Oh he's a real spark...You should see him at a home game with the fans... :clap: 

:banana: :vbanana: :banana: :vbanana:


----------



## LionOfJudah (May 27, 2003)

He wasn't a factor until we decided to just let him roam the baseline in our zone. **** Rick Barnes' *******.. uhh we gotta have a body on him. Well **** get out of a zone you tard.


----------



## Geaux Tigers (Apr 26, 2004)

HKF said:


> I honestly don't think Aldridge is playing bad. He's letting the game come to him. Not to mention Thomas is so active.
> 
> I don't really see the NBA skills of Thomas yet. He looks like a poor man's Josh Smith right now, without the ball skills.


He has a set shot from around 14 feet, but he takes forever to get it off. He needs to work on that, his offensive footwork and freethrows. He can't really get his own shot as you can see all his points are on alley oops and put backs. The potential is there because this kid has an outstanding work ethic. He was no where near the player he is now during high school and he's worked hard on his game.


----------



## ENIGMATIC 1 (Dec 1, 2005)

Aldridge is along way from being a great player too. He needs to step up and show some aggressiveness. I guess his a top 10 pick b/c of his potential.


----------



## LionOfJudah (May 27, 2003)

Is CBS cutting to commercials every 30 seconds right in the middle of commentary for everyone else or is it just me?


----------



## LionOfJudah (May 27, 2003)

Hell I'll take Ty taking jumpers all day...Nice shot but he's not going to beat us with his J.


----------



## Geaux Tigers (Apr 26, 2004)

Tasmin Mitchell - 1/8 on three pointers in the NCAA Tournament. Thats not going to do it for the Tigers...


----------



## LionOfJudah (May 27, 2003)

No charge? :whatever:


----------



## LionOfJudah (May 27, 2003)

Bout time they call something on either on either side the game was getting sloppy.


----------



## HKF (Dec 10, 2002)

Did John Brady recruit any guys who know how to shoot the basketball?


----------



## LionOfJudah (May 27, 2003)

HKF said:


> Did John Brady recruit any guys who know how to shoot the basketball?


 Does look like it.


----------



## Geaux Tigers (Apr 26, 2004)

HKF said:


> Did John Brady recruit any guys who know how to shoot the basketball?

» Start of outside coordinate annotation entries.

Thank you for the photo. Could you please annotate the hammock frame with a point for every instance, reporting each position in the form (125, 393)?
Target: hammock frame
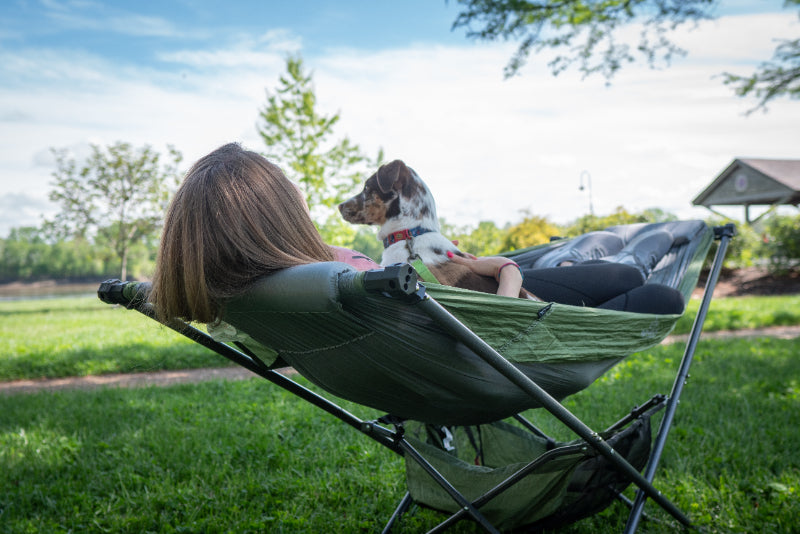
(399, 283)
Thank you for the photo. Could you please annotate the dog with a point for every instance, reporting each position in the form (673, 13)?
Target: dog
(397, 200)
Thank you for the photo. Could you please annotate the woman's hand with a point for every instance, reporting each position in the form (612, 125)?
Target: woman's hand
(505, 271)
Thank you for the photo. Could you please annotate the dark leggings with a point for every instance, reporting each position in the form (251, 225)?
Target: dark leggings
(610, 286)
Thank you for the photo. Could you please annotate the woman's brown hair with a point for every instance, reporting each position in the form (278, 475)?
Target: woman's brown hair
(235, 218)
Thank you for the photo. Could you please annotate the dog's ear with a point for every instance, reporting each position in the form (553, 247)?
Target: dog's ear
(389, 174)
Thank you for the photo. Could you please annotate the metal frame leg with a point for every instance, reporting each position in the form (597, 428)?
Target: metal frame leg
(724, 234)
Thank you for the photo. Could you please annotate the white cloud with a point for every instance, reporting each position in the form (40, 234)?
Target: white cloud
(487, 147)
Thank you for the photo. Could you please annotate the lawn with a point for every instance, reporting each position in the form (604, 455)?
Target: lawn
(57, 338)
(246, 457)
(54, 338)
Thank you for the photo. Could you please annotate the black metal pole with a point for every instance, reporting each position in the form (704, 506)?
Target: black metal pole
(724, 234)
(442, 317)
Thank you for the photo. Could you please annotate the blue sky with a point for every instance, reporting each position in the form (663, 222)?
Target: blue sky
(194, 74)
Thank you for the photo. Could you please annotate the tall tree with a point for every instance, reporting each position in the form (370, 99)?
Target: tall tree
(297, 137)
(117, 196)
(584, 32)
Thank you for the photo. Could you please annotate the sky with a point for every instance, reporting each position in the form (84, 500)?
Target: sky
(195, 73)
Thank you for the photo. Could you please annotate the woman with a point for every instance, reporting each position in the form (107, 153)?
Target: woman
(235, 218)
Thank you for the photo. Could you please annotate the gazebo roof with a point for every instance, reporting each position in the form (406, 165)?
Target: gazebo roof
(753, 181)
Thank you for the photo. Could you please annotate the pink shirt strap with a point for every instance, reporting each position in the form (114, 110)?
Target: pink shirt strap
(354, 259)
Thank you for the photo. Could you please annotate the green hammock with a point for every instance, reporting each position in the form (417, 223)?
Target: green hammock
(434, 358)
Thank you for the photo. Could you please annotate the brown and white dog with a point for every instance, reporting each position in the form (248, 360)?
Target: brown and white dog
(396, 199)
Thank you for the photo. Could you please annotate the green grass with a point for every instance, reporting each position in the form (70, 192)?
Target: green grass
(735, 313)
(246, 457)
(53, 338)
(62, 337)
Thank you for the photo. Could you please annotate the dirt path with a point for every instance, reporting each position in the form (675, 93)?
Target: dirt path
(168, 378)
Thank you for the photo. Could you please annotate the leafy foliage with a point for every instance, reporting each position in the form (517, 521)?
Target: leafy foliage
(582, 32)
(782, 242)
(533, 230)
(779, 77)
(589, 33)
(297, 138)
(117, 197)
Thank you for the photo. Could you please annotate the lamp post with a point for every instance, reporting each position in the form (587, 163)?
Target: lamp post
(589, 186)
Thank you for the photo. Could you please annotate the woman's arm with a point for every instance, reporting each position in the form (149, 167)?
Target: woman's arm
(506, 272)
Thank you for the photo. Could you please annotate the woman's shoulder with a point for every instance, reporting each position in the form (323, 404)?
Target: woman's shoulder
(354, 258)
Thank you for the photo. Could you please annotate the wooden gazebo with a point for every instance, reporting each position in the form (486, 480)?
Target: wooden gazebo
(754, 182)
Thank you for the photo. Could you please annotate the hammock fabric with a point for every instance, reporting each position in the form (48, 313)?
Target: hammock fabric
(446, 366)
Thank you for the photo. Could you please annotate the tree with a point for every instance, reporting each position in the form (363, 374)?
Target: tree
(533, 230)
(118, 195)
(584, 31)
(296, 135)
(779, 77)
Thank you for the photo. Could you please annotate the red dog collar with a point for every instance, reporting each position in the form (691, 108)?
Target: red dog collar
(402, 235)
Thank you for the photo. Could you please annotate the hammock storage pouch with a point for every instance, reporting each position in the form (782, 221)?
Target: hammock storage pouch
(452, 370)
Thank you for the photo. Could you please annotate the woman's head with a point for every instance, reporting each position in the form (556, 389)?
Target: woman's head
(235, 218)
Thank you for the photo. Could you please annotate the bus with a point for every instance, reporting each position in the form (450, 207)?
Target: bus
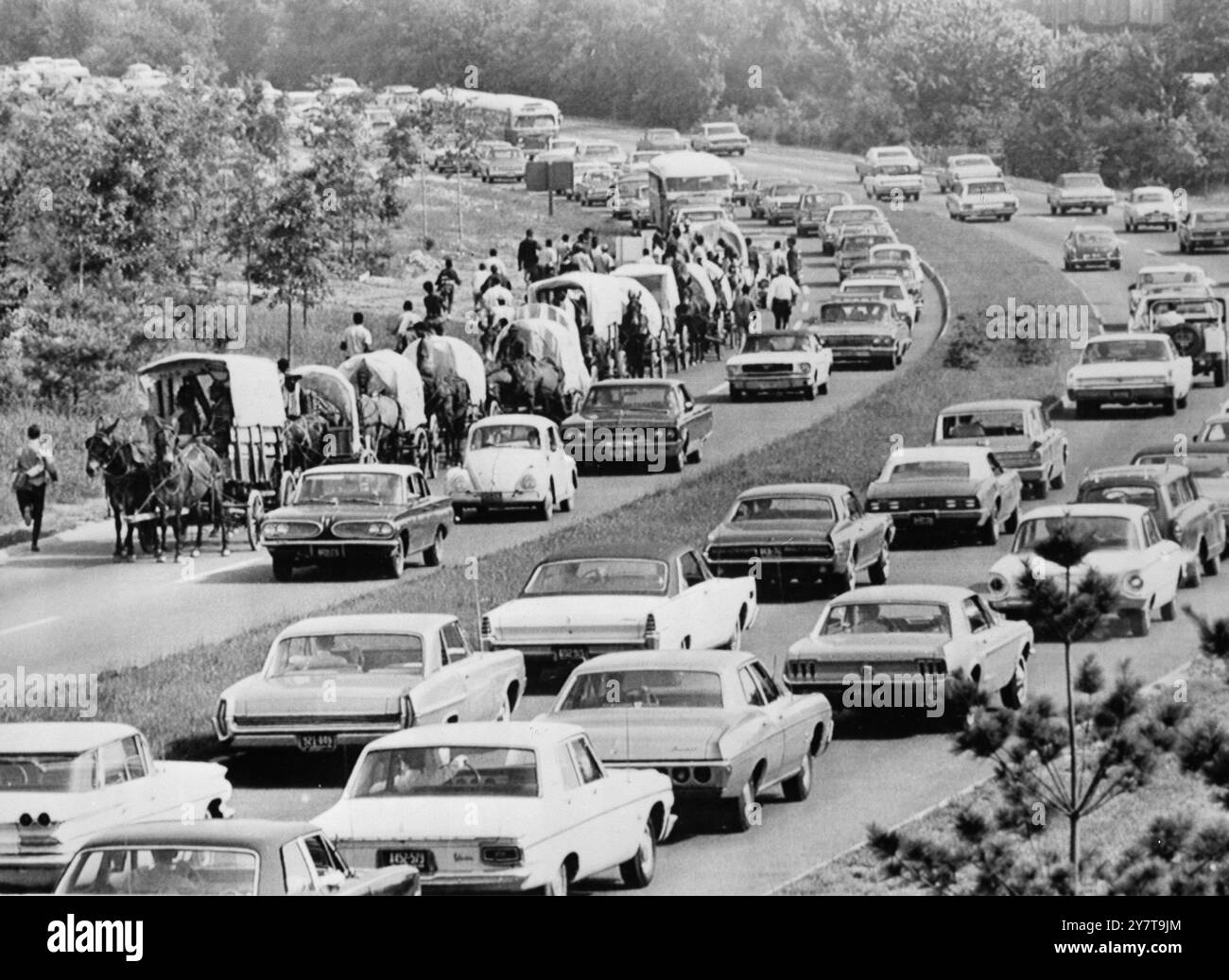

Darrel Mitchell, but apparently he only makes game winners...


----------



## LionOfJudah (May 27, 2003)

Ty is cramped up... Good for Texas! :clap:


----------



## apelman42 (Apr 8, 2005)

Tyrus Thomas tightened both hamstrings, hopefully he'll be back.


----------



## ENIGMATIC 1 (Dec 1, 2005)

What a blow for LSU.


----------



## Geaux Tigers (Apr 26, 2004)

ENIGMATIC 1 said:


> What a blow for LSU.


He's back no worries...

Phew!


----------



## ENIGMATIC 1 (Dec 1, 2005)

I hope Aldridge and Tyrus stay in school. This is a great game.


----------



## ENIGMATIC 1 (Dec 1, 2005)

LSU is showing their youth right now.


----------



## LionOfJudah (May 27, 2003)

oh ****! another big 3!


----------



## Geaux Tigers (Apr 26, 2004)

Get the damn ball!


----------



## HKF (Dec 10, 2002)

Why didn't Rick Barnes call a timeout? That almost cost his team the ball game. His team had no idea what they were doing.


----------



## Geaux Tigers (Apr 26, 2004)

Ya just dont save it under your own basket. Half of the offensive players are running down half are staying its better if you just let it go out and reset the D...


----------



## LionOfJudah (May 27, 2003)

Is anyone else tired of the retarted cingular commercials?


----------



## Geaux Tigers (Apr 26, 2004)

stevemc said:


> Is anyone tired of the retarted cingular commercials?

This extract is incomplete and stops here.